Les frais de scolarité pour les familles en hausse de 10 % par rapport à l’année dernière, selon un sondage

Les frais de scolarité pour les familles en hausse de 10 % par rapport à l’année dernière, selon un sondage

Instantané de plongée :

  • Les frais d’études universitaires pour les familles s’élevaient en moyenne à 34 019 $ au cours de l’année universitaire 2025-2026, en hausse de 10 % par rapport à l’année précédente, selon un rapport annuel de la société de services financiers Sallie Mae.

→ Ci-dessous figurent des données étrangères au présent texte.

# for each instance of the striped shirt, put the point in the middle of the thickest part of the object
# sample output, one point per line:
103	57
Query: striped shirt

  • Les familles ont payé de leur poche 49 % de ces coûts – qui comprennent les frais de scolarité, les frais de scolarité, le logement et d’autres dépenses – en puisant dans les revenus et les économies des étudiants et des parents, selon un sondage réalisé pour Sallie Mae par Ipsos. Ils ont couvert 27 % supplémentaires grâce à des bourses et des subventions et 22 % grâce à des emprunts. Un montant beaucoup plus faible, 2 %, provenait des cadeaux des amis et de la famille.

  • La manière dont les familles paient leurs études universitaires pourrait changer dans les années à venir avec la mise en œuvre de nouveaux plafonds fédéraux de prêts étudiants. Malgré cela, les deux tiers des familles interrogées ont déclaré qu’elles soutenaient les limites fédérales de prêt, et 53 % ont déclaré que les Universités devraient réagir en réduisant les frais de scolarité.

L’impact: Le prix est un facteur important à considérer pour les étudiants qui choisissent un Université. Selon le sondage, 79 % des familles ont éliminé les institutions « à plusieurs étapes » du processus décisionnel en raison de leur prix.

Au moment de décider où étudier, environ 4 personnes interrogées sur 10 ont déclaré donner la priorité au prix, à la distance jusqu’à leur domicile, à l’appartenance ou non des Universités à des programmes publics et universitaires. Les deux tiers des étudiants ont pris la décision finale quant à l’établissement qu’ils souhaitaient fréquenter, mais 39 % des personnes interrogées ont déclaré que les parents et les étudiants prenaient ensemble la décision de payer leurs études universitaires.

Ipsos a interrogé 1 000 étudiants de premier cycle âgés de 18 à 24 ans, ainsi que 1 000 parents d’étudiants de premier cycle d’âge traditionnel, via une enquête en ligne entre fin avril et fin mai.

Le contexte : Près de la moitié des familles interrogées, soit 47 %, ont emprunté pour couvrir leurs dépenses universitaires en 2025-2026. Le paysage des emprunts évolue toutefois en raison des nouveaux plafonds fédéraux de prêts entrés en vigueur en juillet.

Auparavant, les familles pouvaient emprunter jusqu’à concurrence des frais de scolarité de premier cycle grâce au programme de prêt Parent PLUS. Toutefois, le programme est désormais plafonné à 20 000 $ par étudiant chaque année et 65 000 $ au total. Les législateurs sont également éliminer progressivement le programme Grad PLUS et ont fixé de nouvelles limites de prêts aux diplômés.

En réponse aux nouvelles limites de prêt, 38 % des familles ont déclaré que les Universités devraient offrir davantage de bourses, et 36 % ont déclaré qu’elles devraient fournir des aides financières plus importantes.

Ce que nous regardons : De nombreux Universités peuvent avoir une flexibilité financière limitée pour réduire les frais de scolarité et offrir davantage d’aide, car de nombreux fonctionner avec des marges très minces. Les experts de l’enseignement supérieur ont également averti que financement de l’État pour le secteur pourraient diminuer à mesure qu’ils absorbent davantage de coûts de santé en raison des réductions du financement fédéral – ce qui pourrait donner encore moins de capacité aux Universités publics.

Pourtant, 80 % des familles universitaires interrogées ont déclaré qu’elles étaient prêtes à « étendre leurs ressources » pour obtenir un diplôme, et 75 % ont déclaré qu’elles préféreraient emprunter plutôt que de renoncer complètement à la fréquentation de l’université. C’est peut-être parce que les familles ayant des étudiants croient que les études supérieures seront payantes… Selon le sondage, 82 % pensent qu’un diplôme permettra d’obtenir des revenus plus élevés, et 69 % estiment qu’un diplôme est la clé de la réussite professionnelle.